The first cup is poured - black and strong and with a decided preference for French Roast. Wrapping my hands around the cup to absorb its warmth and to loosen my increasingly arthritic fingers, I raise the cups to my lips. My children when they were small learned to avoid Dad at this moment. Much like small animals that can sense earthquakes, they seemed to instinctively understand that the course of the entire day is often determined in that first sip.

Another cigarette is lit and a marvelous transformation occurs. I turn into an optimist.

Mind you, not one of those perky “ain’t it grand to be alive” optimists who have no grasp on reality. Or worse yet, those studied corporate types recently returned from a self-help seminar that want impose their optimism upon you and the rest of the world for monetary gain. No, just for that tiny sliver of time in the early morning, all is right with the world. The flowers bloom, the poets sing, and the children are happy. Fleeting though it may be, twenty minutes or so, the world has possibilities.
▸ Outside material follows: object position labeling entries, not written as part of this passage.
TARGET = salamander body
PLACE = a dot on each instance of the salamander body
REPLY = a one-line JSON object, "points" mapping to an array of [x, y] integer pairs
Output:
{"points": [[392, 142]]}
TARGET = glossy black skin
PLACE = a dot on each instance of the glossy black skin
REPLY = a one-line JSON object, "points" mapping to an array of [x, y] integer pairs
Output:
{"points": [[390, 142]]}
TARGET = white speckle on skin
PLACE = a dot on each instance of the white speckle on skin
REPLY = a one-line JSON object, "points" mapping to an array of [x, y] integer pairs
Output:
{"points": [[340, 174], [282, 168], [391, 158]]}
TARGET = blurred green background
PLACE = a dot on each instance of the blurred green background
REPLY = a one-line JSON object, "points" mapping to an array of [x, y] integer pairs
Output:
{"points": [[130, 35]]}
The cynic in me, the pessimist, the nay-saying old crank, the cultural grinch who still believes in the Western Canon, standards and views the happenings in the world with marked disdain yields the floor to this metamorphosis of the spirit. After all, what has he to lose? He knows very well that he will always be called back into service. The morning news insures this.

It seems the culture of optimism has yet another victim – Krispy Kreme doughnuts. In a headline that says it all, ‘Krispy Kreme Vows To Meet Low-Carb Challenge’, the manufacturer of one of the essential food groups is bowing to pressure from the health nazi lobby to cut the fats, carbohydrates, and sugars; in short, everything that makes them such tasty little critters in the first place. After coffee and a cigarette, nothing quite lights up the day like a Krispy Kreme glazed doughnut (unless, of course, there is bacon frying in the skillet!).

Let’s face the unpleasant facts shall we (the pessimistic cynic has returned at this point), dieting is nothing more than optimism ran amok. There is no magic formula. People eat too damn much and they lie on their ass and they get fat. Case closed.

But the health fascists are not satisfied. Like Stalinists of old (another group of incorrigible optimists), they seek perfection and do not care how they do it. The end justifies the means with a vengeance with this crew. They have sought and largely won exile for that most vile of creatures – the smoker. They have turned California, New York, and the whole nation of Ireland into terra non grata for that ilk. California, the truth told, is not much missed, but New York…and Ireland!

They have tried repeatedly to prove that coffee is bad for you, but have yet to provide ‘conclusive’ evidence. They have inflicted the most worthless beverage ever created on the unsuspecting public, decaf. I mean, what is the point?

To take a phrase from that eternal optimist, Lenin, you might ask; “What is to be done?” I will let you know after I have another cup of coffee and a cigarette.